Open cslotboom opened 4 years ago

cslotboom commented 4 years ago

I'm fairly using time, instead of time step, will break plot_deformedshape and animate_deformedshape in a cyclic pushover.

Consider the following code.

jj = (np.abs(timeSteps - tstep)).argmin()           # index closest to the time step requested.
if timeSteps[-1] < tstep:
    print("XX Warining: Time-Step has exceeded maximum analysis time step XX")
printLine = "Deformation at time: " + str(round(timeSteps[jj], 2))

In a cyclic pushover, you might have more than one time step that equals the target time, and it's not clear what time step to plot. image

Similar problems occur for the slider in the animation functions.

image

A solution would be to plot a time step, not a time. I'm not sure there is a way we can make the function work for both time values, and time steps...

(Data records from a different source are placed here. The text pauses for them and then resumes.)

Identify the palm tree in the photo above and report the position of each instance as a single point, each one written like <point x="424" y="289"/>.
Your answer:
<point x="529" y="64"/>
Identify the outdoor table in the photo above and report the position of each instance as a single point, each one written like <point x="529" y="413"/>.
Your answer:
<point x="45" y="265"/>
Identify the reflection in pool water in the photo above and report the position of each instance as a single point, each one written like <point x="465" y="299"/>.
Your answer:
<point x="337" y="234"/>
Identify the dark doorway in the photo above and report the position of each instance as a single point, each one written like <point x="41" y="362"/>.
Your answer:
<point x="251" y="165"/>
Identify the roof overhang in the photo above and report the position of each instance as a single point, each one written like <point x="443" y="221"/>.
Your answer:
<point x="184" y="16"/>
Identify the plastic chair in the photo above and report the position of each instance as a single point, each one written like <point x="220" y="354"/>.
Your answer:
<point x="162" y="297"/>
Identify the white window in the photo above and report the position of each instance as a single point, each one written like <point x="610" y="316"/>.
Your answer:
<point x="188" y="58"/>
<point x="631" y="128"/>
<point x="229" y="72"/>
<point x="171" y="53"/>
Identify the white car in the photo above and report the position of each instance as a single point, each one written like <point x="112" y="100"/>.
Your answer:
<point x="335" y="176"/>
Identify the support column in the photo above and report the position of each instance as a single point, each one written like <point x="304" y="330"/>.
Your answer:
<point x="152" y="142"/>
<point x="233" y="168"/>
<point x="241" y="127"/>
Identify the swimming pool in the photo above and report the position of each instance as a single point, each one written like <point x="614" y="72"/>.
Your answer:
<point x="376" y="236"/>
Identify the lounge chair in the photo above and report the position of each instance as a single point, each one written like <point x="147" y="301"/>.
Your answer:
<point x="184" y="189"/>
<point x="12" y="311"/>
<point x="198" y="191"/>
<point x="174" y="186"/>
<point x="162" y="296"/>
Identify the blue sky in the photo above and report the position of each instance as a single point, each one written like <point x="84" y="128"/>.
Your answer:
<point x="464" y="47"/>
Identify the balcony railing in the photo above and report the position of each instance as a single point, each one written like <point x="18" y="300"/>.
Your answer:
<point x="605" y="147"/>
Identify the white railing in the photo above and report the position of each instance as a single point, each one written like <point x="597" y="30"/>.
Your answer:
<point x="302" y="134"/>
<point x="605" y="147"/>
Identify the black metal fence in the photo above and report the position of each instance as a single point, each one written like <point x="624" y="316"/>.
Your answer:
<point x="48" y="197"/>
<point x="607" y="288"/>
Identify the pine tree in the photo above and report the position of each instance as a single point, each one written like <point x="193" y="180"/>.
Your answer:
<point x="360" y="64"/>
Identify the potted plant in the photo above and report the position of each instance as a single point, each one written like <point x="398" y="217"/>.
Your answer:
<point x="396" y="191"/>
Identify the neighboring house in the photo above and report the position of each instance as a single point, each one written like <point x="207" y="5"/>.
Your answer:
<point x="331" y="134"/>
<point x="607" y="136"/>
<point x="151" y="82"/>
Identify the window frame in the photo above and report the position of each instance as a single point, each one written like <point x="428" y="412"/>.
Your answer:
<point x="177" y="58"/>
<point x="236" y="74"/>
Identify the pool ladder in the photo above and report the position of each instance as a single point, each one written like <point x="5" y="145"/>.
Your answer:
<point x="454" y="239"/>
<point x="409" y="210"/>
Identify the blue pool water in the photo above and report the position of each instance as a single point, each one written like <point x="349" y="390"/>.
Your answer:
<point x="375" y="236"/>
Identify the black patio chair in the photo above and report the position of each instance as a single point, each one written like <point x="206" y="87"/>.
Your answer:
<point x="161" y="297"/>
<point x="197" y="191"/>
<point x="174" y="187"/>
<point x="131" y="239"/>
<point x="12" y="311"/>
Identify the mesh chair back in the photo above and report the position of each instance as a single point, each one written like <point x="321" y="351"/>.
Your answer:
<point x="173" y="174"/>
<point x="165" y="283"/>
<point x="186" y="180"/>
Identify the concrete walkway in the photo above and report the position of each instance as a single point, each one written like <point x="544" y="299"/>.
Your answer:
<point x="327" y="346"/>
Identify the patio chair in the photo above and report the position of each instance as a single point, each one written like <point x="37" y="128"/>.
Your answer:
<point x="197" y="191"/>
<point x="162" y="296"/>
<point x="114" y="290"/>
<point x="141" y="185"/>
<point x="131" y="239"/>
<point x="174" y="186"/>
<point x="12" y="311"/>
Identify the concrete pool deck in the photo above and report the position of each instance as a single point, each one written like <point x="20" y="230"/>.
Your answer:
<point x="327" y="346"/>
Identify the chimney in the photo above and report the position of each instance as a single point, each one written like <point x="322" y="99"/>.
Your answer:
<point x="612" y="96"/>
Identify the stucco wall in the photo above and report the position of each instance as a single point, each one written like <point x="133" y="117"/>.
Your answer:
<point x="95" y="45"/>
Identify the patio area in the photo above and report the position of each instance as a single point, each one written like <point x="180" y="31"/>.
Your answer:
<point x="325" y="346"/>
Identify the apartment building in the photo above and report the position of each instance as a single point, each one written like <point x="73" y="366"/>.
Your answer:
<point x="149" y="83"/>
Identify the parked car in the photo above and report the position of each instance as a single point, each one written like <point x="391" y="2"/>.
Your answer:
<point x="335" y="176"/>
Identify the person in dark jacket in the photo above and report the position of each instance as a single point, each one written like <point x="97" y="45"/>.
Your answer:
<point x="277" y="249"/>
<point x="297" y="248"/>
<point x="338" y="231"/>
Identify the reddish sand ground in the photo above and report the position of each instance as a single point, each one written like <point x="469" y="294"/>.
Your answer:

u-anurag commented 4 years ago

One idea would be to introduce a switch pushover = "yes" that will ignore plotting based on the time-step in plot_deformedshape(). In that case, the tstep could be used to input the step number of the pushover analysis (similar to SAP2000 or Etabs pushover curve).

Another option could be provide a user input for 'control_node' and 'control_disp' to plot the pushover/cyclic deformed shape. This aligns with the philosophy of pushover/cyclic displacement controlled analysis. This will provide an easy way to investigate the deformation at the peaks of the cyclic analysis.

I like the first option since it is easy to implement. What do yo think? In my opinion, users are better off using the animate_deformedshape() function for pushover and cyclic analyses. The animation is quicker in these two cases since they have fewer data points as compared to dynamic analysis.

cslotboom commented 4 years ago

Yes, a switch could work, that's a good idea. We'll end up with quite a few functions to manage, but that can be handled. I'll try to implement this.

With option 2, would we not run into similar issues if multiple displacements have the same displacements?

One thing that I think would make sense is if we change the animations from functions to classes. Right now we use global variables which is kind of awkward. Changing these functions to classes will help us. especially if we are adding more functions

u-anurag commented 4 years ago

Introducing classes is a good idea. I started adding functions as I created them for my own use. I had no idea if people would be interested in expanding it. Let's chalk-up some ideas of code management. Do not jump on it right away.